You are not returning anything from Add function. But you are using its return value, this is undefined behavior.

You got r==s because both the times Add implicitly returned same arbitrary/garbage value.

Basically returning a value from function is same as popping out some value from the function's stack memory (and sometimes saving it in CPU Reg R0 ). When you do not specify which value to return, an arbitrary chosen value by compiler will be popped out and used.

To avoid such mistakes, always enable -Wall option (atleast) of your ( gcc ) compiler, and pay attention to every warning.

Answer 2

Because you printed a pointer, and address of this pointer but not the value it's pointing at.

Use *r and *s , if you want to print what it pointing at (holds).

printf("Those two pointers r and s are same\n");
printf("Address of pointer r is 0x%p\n",r);
printf("Address of pointer s is 0x%p\n",s);
printf("Value of pointer r is %d\n",*r);
printf("Value of pointer s is %d\n",*s);

or

printf("Value of pointer r is %d\n",r[0]);
printf("Value of pointer s is %d\n",s[0]);
printf("Value of pointer r is %d\n",r[1]);
printf("Value of pointer s is %d\n",s[1]);
printf("Value of pointer r is %d\n",r[2]);
printf("Value of pointer s is %d\n",s[2]);
printf("Value of pointer r is %d\n",r[3]);
printf("Value of pointer s is %d\n",s[3]); 

....

Answer 3

The function int* Add(int* a , int* b , int* c) is not returning any address to caller.
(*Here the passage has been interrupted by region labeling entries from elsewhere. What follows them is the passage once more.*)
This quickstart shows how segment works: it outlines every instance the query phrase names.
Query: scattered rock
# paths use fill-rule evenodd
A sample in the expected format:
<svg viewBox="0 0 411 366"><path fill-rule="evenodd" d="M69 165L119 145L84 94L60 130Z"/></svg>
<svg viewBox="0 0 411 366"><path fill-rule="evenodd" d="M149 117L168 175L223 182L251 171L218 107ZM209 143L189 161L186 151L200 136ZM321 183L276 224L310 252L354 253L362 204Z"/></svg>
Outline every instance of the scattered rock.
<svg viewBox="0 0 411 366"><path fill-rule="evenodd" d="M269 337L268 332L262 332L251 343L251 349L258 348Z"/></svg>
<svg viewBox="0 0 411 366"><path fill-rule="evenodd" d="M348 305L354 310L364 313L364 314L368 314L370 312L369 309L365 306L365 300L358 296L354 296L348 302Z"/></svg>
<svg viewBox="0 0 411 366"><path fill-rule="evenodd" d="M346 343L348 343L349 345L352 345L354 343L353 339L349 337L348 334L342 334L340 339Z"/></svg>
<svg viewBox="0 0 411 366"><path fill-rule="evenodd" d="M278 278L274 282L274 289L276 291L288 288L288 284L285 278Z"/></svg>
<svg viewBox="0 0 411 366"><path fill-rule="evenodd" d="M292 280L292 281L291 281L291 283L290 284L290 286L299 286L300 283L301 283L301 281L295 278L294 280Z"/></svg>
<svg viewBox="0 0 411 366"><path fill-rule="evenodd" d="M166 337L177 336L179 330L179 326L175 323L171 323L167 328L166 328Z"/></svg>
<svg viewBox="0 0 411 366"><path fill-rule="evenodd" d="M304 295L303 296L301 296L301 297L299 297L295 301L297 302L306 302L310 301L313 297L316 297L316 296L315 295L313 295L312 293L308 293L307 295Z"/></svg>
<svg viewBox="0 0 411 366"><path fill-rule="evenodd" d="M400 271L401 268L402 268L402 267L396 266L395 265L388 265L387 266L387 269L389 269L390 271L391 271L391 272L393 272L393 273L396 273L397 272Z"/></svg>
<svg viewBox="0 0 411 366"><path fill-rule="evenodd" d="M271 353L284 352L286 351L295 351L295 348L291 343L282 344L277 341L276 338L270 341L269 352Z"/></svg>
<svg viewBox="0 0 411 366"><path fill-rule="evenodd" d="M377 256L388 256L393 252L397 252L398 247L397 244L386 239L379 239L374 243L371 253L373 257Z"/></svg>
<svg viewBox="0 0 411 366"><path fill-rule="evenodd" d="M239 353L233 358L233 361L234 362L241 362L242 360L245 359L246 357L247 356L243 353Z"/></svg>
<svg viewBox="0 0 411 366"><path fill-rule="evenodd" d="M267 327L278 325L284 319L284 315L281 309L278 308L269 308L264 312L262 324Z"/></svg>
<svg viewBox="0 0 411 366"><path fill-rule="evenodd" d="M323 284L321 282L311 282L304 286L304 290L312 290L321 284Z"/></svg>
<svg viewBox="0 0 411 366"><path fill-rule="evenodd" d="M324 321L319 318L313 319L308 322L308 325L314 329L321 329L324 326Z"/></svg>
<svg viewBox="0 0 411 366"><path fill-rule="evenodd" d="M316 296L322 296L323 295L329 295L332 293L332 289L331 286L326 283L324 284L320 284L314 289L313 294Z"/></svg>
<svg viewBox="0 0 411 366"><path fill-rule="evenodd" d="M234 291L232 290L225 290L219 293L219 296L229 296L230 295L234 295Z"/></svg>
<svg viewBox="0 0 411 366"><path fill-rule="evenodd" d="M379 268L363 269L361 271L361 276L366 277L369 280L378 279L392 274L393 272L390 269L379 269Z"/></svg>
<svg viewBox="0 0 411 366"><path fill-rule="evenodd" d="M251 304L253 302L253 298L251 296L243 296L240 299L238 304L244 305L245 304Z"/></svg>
The function Add can return global or heap memory to the caller. That is returning the stack(local variable) address to the caller still leads a various kind of problem.

Answer 4

You are calling the Add function, but you are not returning anything from the function. so it result undefined behavior.

Try the following change-

int* Add(int* a , int* b , int* c){
     int i ;
     for(i = 0 ; i < N ; i++){
         c[i] = a[i] + b[i];
         printf("inside of  function loop : %d , current c is %d + %d =    %d\n",i,a[i],b[i],c[i]);
     }
     return c; // Fix
}